Build a Family Scarecrow, 10 a.m. to noon Saturday at Quiet Waters Park, Red Maple Pavilion in Annapolis. Cost is $4 per scarecrow. Information: 410-222-1777.
Halloween Craft Time, holiday workshop for ages 5 through 10, is scheduled from 4 p.m. to 5 p.m. Oct. 21 at St. Mary's Street Recreation Center, 9 St. Mary's St., in Annapolis. Registration ends today. You must register on site and pay the $10 fee for supplies. Information: 410-263-7958.

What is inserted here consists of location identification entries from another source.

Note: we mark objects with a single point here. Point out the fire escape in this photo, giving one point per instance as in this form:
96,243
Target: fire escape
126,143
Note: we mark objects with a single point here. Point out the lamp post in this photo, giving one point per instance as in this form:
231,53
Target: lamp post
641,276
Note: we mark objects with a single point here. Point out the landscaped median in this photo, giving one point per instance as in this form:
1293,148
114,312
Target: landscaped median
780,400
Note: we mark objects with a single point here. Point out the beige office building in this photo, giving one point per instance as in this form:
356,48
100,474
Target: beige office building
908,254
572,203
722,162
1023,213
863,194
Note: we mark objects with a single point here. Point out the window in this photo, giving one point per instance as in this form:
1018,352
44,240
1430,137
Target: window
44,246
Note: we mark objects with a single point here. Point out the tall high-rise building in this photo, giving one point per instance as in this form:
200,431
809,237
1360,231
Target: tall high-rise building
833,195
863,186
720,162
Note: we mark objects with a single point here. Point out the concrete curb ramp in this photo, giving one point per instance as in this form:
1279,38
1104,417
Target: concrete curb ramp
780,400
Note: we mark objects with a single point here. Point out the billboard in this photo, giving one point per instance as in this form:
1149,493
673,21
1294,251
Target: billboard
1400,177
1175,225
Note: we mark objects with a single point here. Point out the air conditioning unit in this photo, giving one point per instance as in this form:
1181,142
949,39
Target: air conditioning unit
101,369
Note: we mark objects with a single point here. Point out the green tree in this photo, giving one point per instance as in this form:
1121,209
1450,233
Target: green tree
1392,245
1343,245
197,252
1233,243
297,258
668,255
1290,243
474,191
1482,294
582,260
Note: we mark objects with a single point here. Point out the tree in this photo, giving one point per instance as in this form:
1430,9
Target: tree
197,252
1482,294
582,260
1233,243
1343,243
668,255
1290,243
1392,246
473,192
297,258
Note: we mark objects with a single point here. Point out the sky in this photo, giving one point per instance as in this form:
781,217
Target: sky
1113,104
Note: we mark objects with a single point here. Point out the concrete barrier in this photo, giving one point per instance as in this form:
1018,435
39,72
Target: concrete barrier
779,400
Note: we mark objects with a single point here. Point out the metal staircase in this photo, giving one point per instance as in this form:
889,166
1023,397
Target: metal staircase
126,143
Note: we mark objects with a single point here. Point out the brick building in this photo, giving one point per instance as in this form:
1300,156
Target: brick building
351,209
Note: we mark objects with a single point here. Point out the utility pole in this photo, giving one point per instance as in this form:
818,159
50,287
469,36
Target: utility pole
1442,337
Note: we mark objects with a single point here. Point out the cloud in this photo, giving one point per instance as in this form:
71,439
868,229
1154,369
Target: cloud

Clandestine Tales and Tours by Candlelight at Charles Carroll House, 107 Duke of Gloucester St., Annapolis. 6 p.m. to 9 p.m. Oct. 22, 23, 29 and 30. Cost is $5. Information: 410-269-1737.
Scarecrow Madness, with hay rides, crafts and storytelling. Children can bring a pair of pants, a shirt, and pantyhose to build a life-size scarecrow. The event is free from noon to 3 p.m. Oct. 23 at the special events deck, Annapolis Harbour Center, 2512 Solomon's Island Road in Annapolis. Information: 410-266-5857.
Campfires and Vampires: A Bewitching Feast of Food To Die For, a benefit dinner with costume parade, dancing, and silent and live auctions, will help send needy children to the YMCA Camp Letts. The event is from 6 p.m. to 11 p.m. Oct. 23 at the camp, 4003 Camp Lets Road in Edgewater. Tickets are $40 per person or $75 per couple. Children are admitted free, and there is free child care. Information: 410-798-0440.
Trick and Treat Weekend at Homestead Gardens in Davidsonville features pumpkin carving. Come dressed as your favorite Halloween character from 8 a.m. to 8 p.m. Oct. 23 or from 9 a.m. to 6 p.m Oct. 24. Information: 410-798-5000.
Build a Family Scarecrow in Crofton Park from 10 a.m. to noon Oct. 23. The cost is $4 per scarecrow. Information: 410-222-7300.
Haunting in the Park celebrates the holiday with hay rides, storytelling, and a trick-or-treat trail from 1 p.m. to 4 p.m. Oct. 23 (rain date Oct. 24) at Lake Waterford Park, 830 W. Pasadena Road in Pasadena. The cost is $2 per child. Information: 410-222-6248.
Ghosts from the Past, a moonlight play featuring the history of London Town and its inhabitants, is scheduled from 7 p.m. to 9 p.m. Oct. 28-30 at London Town Foundation, 839 London Town Road, Edgewater. The cost is $8 for adults, $6 for children. This play is not recommended for children under age 7. 410-222-1919.
Halloween on the Half Shell, a charter boat tour, features ghost stories, songs, a costume contest and trick-or-treating. Tours Oct. 29 and 30 depart from 3rd Street, Annapolis, at 6 p.m. and return at 7: 30 p.m. The cost is $15 for adults and $8 for children 12 and younger. Reservations are required. Information: 410-216-9787.
Halloween Organ Recital with organist Monte Maxwell at 8: 30 p.m. Oct. 29 will offer spooky surprises, laser lights and smoke. The event will be held at the U.S. Naval Academy Chapel in Annapolis. The cost is $5. Information: 800-US4-NAVY.
Halloween Weekend at historic Cider Mill Farm will have costume contests, performances by the Footnotes cloggers, hayrides and cider. The event is from 10 a.m. to 6 p.m. Oct. 30 at the farm, 5012 Landing Road, Elkridge. Admission is free, but there are nominal fees for hayrides, pony rides and the petting farm. Information: 410-788-9595.